Dark Mirror
- First edition
- Author: Diane Duane
- Cover artist: Keith Birdsong
- Genre: Science fiction
- Publisher: Pocket Books
- Publication date: 1994
- Media type: Print
- Pages: 337
- ISBN: 0-671-79438-8
- OCLC: 28723349

= Dark Mirror (Duane novel) =

Star Trek novel

Dark Mirror is a science fiction novel by American writer Diane Duane, part of the Star Trek saga. It is set in the Mirror Universe, and offers an explanation of its more violent culture.

==Plot==
In Dark Mirror, the Mirror-Spock left the Enterprise and rose through the ranks and spearheaded an effort to reform the Empire. However, the Mirror-Kirk framed him for treason, which resulted in Spock's execution. Soon afterwards Mirror-Sarek was assassinated by another Vulcan seeking his job. As a result, Spock's attempted reforms died with him and the Empire is still alive and powerful. The Klingons are a conquered race, forced into slavery by the Empire after their defeat. The Romulans have also been defeated by the Empire, but committed suicide en masse rather than submit to Terran rule.

Dark Mirror tells how Captain Jean-Luc Picard and the crew of the Enterprise-D are forced to deal with their counterparts. Like the Original Series episode Mirror, Mirror, their counterparts are brutal and savage. For example, the Mirror-Captain Picard had murdered the Mirror-Jack Crusher so as to claim his wife, Beverly Crusher, for himself. Crusher is further forced to build biologically based weaponry. The Mirror-Deanna Troi is a security officer who freely uses torture. The missions of the crew of the Mirror-Enterprise-D's are filled with brutality and even genocidal activities. Personal communicators are intentionally not used in the mirror Starfleet; due to the prevalence of assassinations, they make crewmembers too easy to track down and kill.

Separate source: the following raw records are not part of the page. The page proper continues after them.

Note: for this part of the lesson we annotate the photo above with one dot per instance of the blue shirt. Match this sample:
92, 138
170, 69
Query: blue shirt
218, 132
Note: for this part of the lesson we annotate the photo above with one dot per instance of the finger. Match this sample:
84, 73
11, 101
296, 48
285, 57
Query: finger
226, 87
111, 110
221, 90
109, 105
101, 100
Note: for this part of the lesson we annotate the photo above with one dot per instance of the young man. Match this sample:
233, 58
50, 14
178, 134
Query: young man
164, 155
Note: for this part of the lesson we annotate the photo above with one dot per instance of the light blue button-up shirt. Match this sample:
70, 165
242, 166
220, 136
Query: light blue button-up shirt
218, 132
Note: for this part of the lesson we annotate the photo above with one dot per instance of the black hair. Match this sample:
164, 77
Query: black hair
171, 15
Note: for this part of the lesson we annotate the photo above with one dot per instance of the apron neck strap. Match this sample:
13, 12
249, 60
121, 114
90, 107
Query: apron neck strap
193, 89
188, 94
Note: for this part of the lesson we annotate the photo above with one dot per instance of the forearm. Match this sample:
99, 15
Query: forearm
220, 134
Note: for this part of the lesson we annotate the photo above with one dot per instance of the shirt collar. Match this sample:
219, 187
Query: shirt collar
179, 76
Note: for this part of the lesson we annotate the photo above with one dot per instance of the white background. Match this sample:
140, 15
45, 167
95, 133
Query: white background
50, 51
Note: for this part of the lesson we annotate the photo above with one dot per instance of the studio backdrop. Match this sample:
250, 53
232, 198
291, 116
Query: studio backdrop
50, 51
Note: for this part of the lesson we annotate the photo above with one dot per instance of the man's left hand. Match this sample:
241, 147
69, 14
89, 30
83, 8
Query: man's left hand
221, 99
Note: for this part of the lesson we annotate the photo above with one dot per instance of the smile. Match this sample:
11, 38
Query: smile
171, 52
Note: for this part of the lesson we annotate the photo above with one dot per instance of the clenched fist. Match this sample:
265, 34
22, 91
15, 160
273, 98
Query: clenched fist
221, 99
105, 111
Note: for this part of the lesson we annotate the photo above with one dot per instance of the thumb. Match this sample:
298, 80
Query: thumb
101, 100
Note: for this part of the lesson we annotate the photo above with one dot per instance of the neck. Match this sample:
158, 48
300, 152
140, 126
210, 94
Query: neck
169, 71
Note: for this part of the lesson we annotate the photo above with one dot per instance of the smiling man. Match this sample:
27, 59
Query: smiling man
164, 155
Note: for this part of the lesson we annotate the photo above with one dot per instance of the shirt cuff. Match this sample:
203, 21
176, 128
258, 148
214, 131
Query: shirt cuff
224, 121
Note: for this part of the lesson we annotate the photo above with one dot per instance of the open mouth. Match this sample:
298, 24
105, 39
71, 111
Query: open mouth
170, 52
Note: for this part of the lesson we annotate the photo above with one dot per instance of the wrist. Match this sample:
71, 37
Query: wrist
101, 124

When the Enterprise-D crew meet with their alternates, they discover that the Empire is planning to cross into and invade the Federation's universe. The first step of the plan is to capture that universe's Enterprise, kill the crew, and use the vessel as an infiltrator. However, the crew of the Enterprise is able to foil their plans, and find a means to prevent the Empire from invading the Federation.

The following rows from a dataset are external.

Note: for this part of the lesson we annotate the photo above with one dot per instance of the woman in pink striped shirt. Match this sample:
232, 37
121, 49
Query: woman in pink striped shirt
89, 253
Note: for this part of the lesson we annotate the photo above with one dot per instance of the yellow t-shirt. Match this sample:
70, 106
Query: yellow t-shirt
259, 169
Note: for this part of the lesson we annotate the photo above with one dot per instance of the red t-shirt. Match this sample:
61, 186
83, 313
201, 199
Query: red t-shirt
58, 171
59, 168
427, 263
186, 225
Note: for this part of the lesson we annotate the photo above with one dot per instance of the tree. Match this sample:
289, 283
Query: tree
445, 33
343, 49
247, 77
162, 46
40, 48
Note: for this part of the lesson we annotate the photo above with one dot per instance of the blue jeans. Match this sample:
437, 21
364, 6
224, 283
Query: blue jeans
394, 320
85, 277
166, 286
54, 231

Captain Picard found that the Mirror Universe Empire had almost reached the limits of what it was presently capable of expanding to. Picard comes to believe they plan to invade the 'main' universe, simply because they have no other choice. He also finds that the seeds of the Mirror Universe's brutality lie in Khan Noonien Singh winning the Eugenics Wars. Toward the book's end, Picard speaks to Mirror-Worf and explains that soon the Empire will be too far spread to maintain control over the worlds it controls that it will collapse, and Worf should inform his people so they can be ready when this day comes.

== Reception ==
Craig Hinton of TV Zone said the previous work of Diane Duane had been "exceptional" but that the book does not live up to expectations. Hinton praises the writing and the characterization but criticize the plot saying it "fails to deliver anything meaty or original."